Objective: The aim of this study was to define risk factors for early degeneration of allografts in pulmonary circulation and to recommend some guidelines to minimize them.

Methods: Between January 1988 and March 1995, 202 patients with various types of congenital heart disease received cryopreserved allograft conduits for reconstruction of their right ventricular outflow tract. We report on 63 patients receiving allografts ranging from 9-24 mm size within the first 2 years of life.

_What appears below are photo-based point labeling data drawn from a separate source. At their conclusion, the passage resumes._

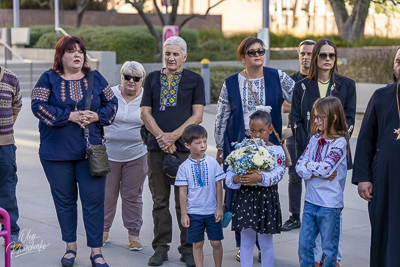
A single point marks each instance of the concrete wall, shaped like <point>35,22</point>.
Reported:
<point>29,17</point>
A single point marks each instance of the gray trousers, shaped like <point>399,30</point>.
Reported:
<point>126,178</point>
<point>162,218</point>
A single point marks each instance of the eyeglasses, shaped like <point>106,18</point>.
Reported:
<point>323,56</point>
<point>319,118</point>
<point>135,79</point>
<point>252,52</point>
<point>304,54</point>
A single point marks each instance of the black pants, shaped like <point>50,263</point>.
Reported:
<point>295,184</point>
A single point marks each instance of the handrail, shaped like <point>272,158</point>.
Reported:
<point>28,61</point>
<point>95,60</point>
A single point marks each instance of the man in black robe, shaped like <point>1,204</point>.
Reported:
<point>376,171</point>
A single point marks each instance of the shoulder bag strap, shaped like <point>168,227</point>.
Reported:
<point>87,103</point>
<point>258,103</point>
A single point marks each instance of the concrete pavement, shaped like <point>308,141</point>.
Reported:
<point>42,237</point>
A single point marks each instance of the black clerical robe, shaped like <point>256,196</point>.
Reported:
<point>377,160</point>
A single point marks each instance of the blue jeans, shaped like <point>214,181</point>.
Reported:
<point>326,221</point>
<point>8,185</point>
<point>318,249</point>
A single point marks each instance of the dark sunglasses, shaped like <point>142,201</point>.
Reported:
<point>319,118</point>
<point>324,56</point>
<point>252,52</point>
<point>135,79</point>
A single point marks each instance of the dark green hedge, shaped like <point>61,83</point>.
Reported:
<point>129,42</point>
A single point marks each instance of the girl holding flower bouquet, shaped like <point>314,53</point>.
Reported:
<point>255,170</point>
<point>323,166</point>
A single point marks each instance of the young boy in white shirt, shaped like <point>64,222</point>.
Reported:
<point>200,193</point>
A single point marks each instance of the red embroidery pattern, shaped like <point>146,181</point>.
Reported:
<point>301,157</point>
<point>113,116</point>
<point>63,94</point>
<point>48,123</point>
<point>41,94</point>
<point>75,91</point>
<point>318,156</point>
<point>334,156</point>
<point>85,83</point>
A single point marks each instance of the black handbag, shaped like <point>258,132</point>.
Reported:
<point>96,154</point>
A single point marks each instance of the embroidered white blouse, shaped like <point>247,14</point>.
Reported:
<point>323,159</point>
<point>248,102</point>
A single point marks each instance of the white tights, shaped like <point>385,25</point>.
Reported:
<point>247,241</point>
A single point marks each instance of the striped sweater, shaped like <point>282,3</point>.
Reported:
<point>10,105</point>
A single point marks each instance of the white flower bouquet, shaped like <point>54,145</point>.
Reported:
<point>250,155</point>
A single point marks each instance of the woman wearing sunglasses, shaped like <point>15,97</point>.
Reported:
<point>237,102</point>
<point>323,80</point>
<point>127,156</point>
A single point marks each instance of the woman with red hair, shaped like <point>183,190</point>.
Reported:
<point>58,101</point>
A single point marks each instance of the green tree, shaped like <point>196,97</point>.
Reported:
<point>350,25</point>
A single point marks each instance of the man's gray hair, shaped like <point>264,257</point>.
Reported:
<point>178,41</point>
<point>133,67</point>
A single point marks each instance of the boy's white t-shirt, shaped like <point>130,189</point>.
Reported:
<point>201,200</point>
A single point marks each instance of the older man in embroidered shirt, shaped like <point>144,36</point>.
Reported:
<point>173,98</point>
<point>10,99</point>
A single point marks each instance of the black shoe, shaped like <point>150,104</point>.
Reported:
<point>68,262</point>
<point>291,224</point>
<point>158,258</point>
<point>238,255</point>
<point>188,258</point>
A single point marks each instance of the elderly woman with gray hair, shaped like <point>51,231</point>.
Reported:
<point>127,156</point>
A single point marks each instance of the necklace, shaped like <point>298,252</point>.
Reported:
<point>397,131</point>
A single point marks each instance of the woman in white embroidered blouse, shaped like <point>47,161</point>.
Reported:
<point>237,102</point>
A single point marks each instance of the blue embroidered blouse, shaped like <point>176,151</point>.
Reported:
<point>53,99</point>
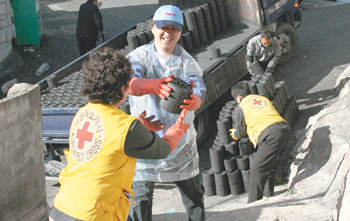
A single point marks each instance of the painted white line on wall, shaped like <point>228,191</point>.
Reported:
<point>55,7</point>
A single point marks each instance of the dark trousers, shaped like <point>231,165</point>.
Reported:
<point>266,160</point>
<point>263,65</point>
<point>85,44</point>
<point>191,193</point>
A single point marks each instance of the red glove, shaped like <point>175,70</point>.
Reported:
<point>174,133</point>
<point>151,125</point>
<point>141,86</point>
<point>192,104</point>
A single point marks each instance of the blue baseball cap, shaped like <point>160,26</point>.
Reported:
<point>168,15</point>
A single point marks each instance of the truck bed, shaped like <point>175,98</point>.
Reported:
<point>227,42</point>
<point>67,92</point>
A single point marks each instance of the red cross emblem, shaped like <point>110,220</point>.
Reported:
<point>84,135</point>
<point>168,13</point>
<point>257,102</point>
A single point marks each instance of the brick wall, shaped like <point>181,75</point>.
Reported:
<point>22,172</point>
<point>6,29</point>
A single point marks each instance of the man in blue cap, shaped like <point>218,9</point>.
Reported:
<point>154,65</point>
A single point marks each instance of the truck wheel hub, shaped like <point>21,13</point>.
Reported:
<point>284,42</point>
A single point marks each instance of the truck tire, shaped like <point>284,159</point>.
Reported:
<point>288,37</point>
<point>202,125</point>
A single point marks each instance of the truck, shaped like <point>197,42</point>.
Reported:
<point>215,33</point>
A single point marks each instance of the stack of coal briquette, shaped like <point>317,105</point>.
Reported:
<point>231,160</point>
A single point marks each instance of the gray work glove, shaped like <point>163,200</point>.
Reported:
<point>271,66</point>
<point>248,67</point>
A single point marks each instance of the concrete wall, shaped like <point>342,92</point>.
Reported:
<point>22,173</point>
<point>6,29</point>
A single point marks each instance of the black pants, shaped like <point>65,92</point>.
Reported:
<point>263,65</point>
<point>266,160</point>
<point>191,193</point>
<point>86,44</point>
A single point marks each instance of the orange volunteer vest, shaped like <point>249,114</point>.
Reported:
<point>259,113</point>
<point>98,171</point>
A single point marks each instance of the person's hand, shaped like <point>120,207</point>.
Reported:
<point>174,133</point>
<point>192,104</point>
<point>151,125</point>
<point>158,86</point>
<point>232,133</point>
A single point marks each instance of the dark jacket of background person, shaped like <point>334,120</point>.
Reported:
<point>89,21</point>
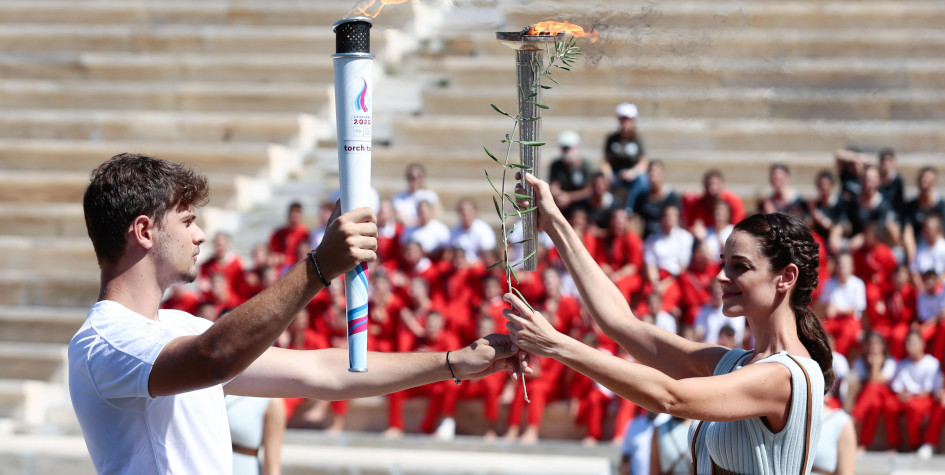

Results: Survivors have been followed for 4-67 months. Survival at 5 years, including hospital mortality, was 66%. Two patients died at reoperation. Of the patients 19.6% (9/46) had early structural deterioration (SD) of their vascular allografts at a mean of 15.2 months after implantation. Seven of these have already been reoperated with allograft exchange. Freedom of reoperation was 66% at 5 years. Infants showed 48% freedom of reoperation at 5 years compared to 90% in the 1-2 years age group, while freedom of SD was 59% in infants at 48 months compared to 87% in the 1-2 years age group. Of allografts with SD in the infant group 66% had an allograft size of < 14 mm. In aortic allografts freedom of SD was 62% compared to 93% in pulmonary allografts. Freedom of allograft wall calcification was 46% at 18 months in all patients. In the statistical analysis, only infant age (P = 0.03) and aortic allograft (P = 0.02) were shown to be significant risk factors for early SD.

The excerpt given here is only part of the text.